La Municipalidad no tiene intenciones en lo inmediato de terminar el contrato que la vincula a la compañía Telefónica de Argentina para contratar al otro prestador telefónico de la ciudad, la Cooperativa Popular de Electricidad. Ello pese a que las partes se enfrentaron en un juicio que terminó mal para la comuna santarroseña, que ahora deberá pagarle a la multinacional más de 7 millones de pesos.

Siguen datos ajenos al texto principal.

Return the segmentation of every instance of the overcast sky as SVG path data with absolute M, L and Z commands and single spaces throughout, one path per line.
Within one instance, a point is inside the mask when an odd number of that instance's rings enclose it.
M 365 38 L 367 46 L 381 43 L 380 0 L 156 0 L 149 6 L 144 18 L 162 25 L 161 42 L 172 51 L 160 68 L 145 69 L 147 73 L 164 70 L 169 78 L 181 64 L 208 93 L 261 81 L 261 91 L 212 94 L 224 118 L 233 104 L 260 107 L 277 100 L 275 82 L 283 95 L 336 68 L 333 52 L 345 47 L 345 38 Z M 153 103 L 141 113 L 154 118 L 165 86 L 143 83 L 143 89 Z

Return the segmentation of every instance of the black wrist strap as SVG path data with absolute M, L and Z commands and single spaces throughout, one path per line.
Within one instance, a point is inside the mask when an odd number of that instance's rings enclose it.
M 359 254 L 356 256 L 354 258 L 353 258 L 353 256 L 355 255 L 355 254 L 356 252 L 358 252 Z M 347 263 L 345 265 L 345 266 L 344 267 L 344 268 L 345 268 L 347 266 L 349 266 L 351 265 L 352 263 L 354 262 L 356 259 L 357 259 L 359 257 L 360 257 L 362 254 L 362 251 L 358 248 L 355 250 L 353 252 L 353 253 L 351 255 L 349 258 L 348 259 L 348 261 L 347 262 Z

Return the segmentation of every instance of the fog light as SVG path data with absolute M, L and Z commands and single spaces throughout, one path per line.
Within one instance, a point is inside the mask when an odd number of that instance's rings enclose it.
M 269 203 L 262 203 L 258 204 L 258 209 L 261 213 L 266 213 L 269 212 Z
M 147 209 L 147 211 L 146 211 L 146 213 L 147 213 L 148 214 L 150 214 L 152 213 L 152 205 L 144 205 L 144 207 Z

"Recién terminamos de cambiar las líneas internas y computarizamos todo el sistema. Lo del teléfono es el problema 98 que tenemos en agenda, y recién estamos resolviendo el número 50", agregó el jefe comunal, dando a entender el cúmulo de problemas con los que se encontró en septiembre de 2008, cuando asumió el Departamento Ejecutivo.

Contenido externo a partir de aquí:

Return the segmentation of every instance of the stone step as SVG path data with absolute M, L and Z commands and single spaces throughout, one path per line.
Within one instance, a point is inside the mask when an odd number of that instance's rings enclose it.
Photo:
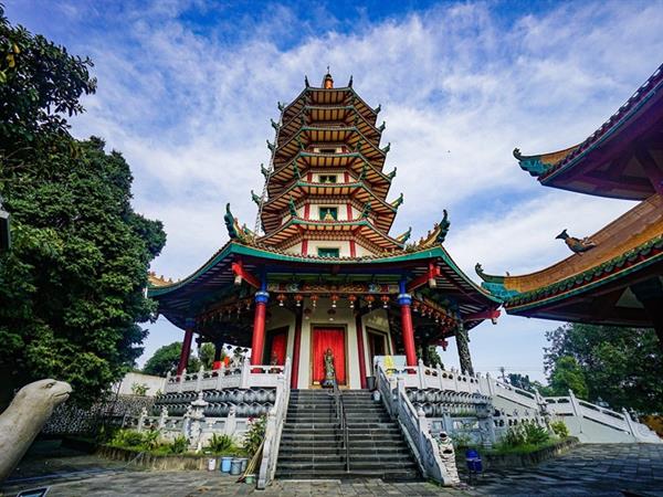
M 386 467 L 387 466 L 387 467 Z M 306 470 L 306 469 L 317 469 L 317 470 L 338 470 L 345 469 L 345 461 L 339 462 L 287 462 L 281 461 L 278 458 L 277 467 L 281 472 L 293 472 L 293 470 Z M 398 461 L 390 462 L 386 465 L 380 461 L 352 461 L 350 459 L 350 469 L 351 470 L 372 470 L 376 473 L 387 473 L 392 470 L 417 470 L 417 465 L 410 461 Z
M 356 470 L 349 473 L 341 469 L 299 469 L 295 472 L 276 470 L 276 478 L 280 479 L 375 479 L 380 478 L 386 482 L 419 482 L 421 477 L 418 472 L 409 469 L 403 470 Z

Por su parte, el secretario de Hacienda, Luis Evangelista, dijo que la relación contractual del municipio con Telefónica se remonta a la época en que el servicio estaba en manos de Entel. Cuando se privatizó, dividiéndose el país en dos partes, La Pampa quedó bajo la órbita de la empresa española.
"Es uno de los temas pendientes y esperamos llamar a licitación en lo que resta de nuestro mandado, o en el próximo. Queremos que se presente la CPE y todas las empresas que quieran hacerlo para adjudicarle el servicio a quien tenga el menor costo y dé el mejor servicio".

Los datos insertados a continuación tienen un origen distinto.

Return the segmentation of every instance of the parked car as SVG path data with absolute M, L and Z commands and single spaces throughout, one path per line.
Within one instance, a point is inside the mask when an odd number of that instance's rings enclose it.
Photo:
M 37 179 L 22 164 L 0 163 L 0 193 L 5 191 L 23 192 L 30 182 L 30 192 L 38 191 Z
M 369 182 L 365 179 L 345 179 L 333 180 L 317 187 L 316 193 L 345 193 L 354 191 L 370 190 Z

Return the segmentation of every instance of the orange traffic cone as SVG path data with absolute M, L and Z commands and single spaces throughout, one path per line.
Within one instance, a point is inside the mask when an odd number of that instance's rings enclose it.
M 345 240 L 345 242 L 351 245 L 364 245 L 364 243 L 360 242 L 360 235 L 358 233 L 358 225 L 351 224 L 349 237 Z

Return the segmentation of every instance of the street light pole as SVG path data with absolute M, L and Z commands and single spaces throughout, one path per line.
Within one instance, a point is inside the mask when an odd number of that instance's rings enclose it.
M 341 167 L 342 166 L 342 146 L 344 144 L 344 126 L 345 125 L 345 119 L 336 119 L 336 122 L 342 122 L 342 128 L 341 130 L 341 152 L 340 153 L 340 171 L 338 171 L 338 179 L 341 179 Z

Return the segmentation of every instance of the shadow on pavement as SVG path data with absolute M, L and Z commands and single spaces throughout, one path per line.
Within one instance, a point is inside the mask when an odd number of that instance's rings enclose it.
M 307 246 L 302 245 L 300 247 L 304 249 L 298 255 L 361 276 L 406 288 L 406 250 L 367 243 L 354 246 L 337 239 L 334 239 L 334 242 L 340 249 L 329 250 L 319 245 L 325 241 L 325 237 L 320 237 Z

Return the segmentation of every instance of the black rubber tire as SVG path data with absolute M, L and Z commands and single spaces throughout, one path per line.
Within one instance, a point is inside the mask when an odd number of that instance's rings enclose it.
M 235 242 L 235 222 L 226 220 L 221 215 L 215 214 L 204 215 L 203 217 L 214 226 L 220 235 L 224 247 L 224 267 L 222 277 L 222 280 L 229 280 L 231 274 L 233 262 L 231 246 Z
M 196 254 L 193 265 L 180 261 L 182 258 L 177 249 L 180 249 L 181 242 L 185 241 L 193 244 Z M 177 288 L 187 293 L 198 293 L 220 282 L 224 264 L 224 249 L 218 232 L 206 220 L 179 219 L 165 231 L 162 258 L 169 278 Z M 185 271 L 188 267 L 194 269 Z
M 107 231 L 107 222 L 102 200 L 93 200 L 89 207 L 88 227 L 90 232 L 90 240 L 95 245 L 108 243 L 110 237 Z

Evangelista dijo que "ninguno de los funcionarios municipales tenemos teléfono celular, para eso también debe llamarse a licitación". El secretario puso como ejemplo la licitación que oportunamente se hizo en materia postal, que quedó en manos del Correo cuando estaba en manos de Franco Macri. "Luego se estatizó y seguimos la relación con la entidad en manos del Estado nacional".
El tema del juicio entre Telefónica de Argentina y la Municipalidad de Santa Rosa por el uso del espacio aéreo se reactualizó en estos días y disparó el planteo de marras. La demanda fue iniciada por Telefónica cuando durante la gestión del ahora gobernador Oscar Mario Jorge, la comuna cobró a la empresa española el uso del espacio aéreo para el tendido de sus cables. La firma pagó bajo protesto porque sostuvo que las leyes privatizadoras del menemismo la habían eximido de ese canon. La demanda terminó hace un par de años antes de recorrer todo el andarivel judicial. Ahora la comuna debe devolver con intereses lo que cobró en aquellos años, una suma superior a los 7 millones de pesos.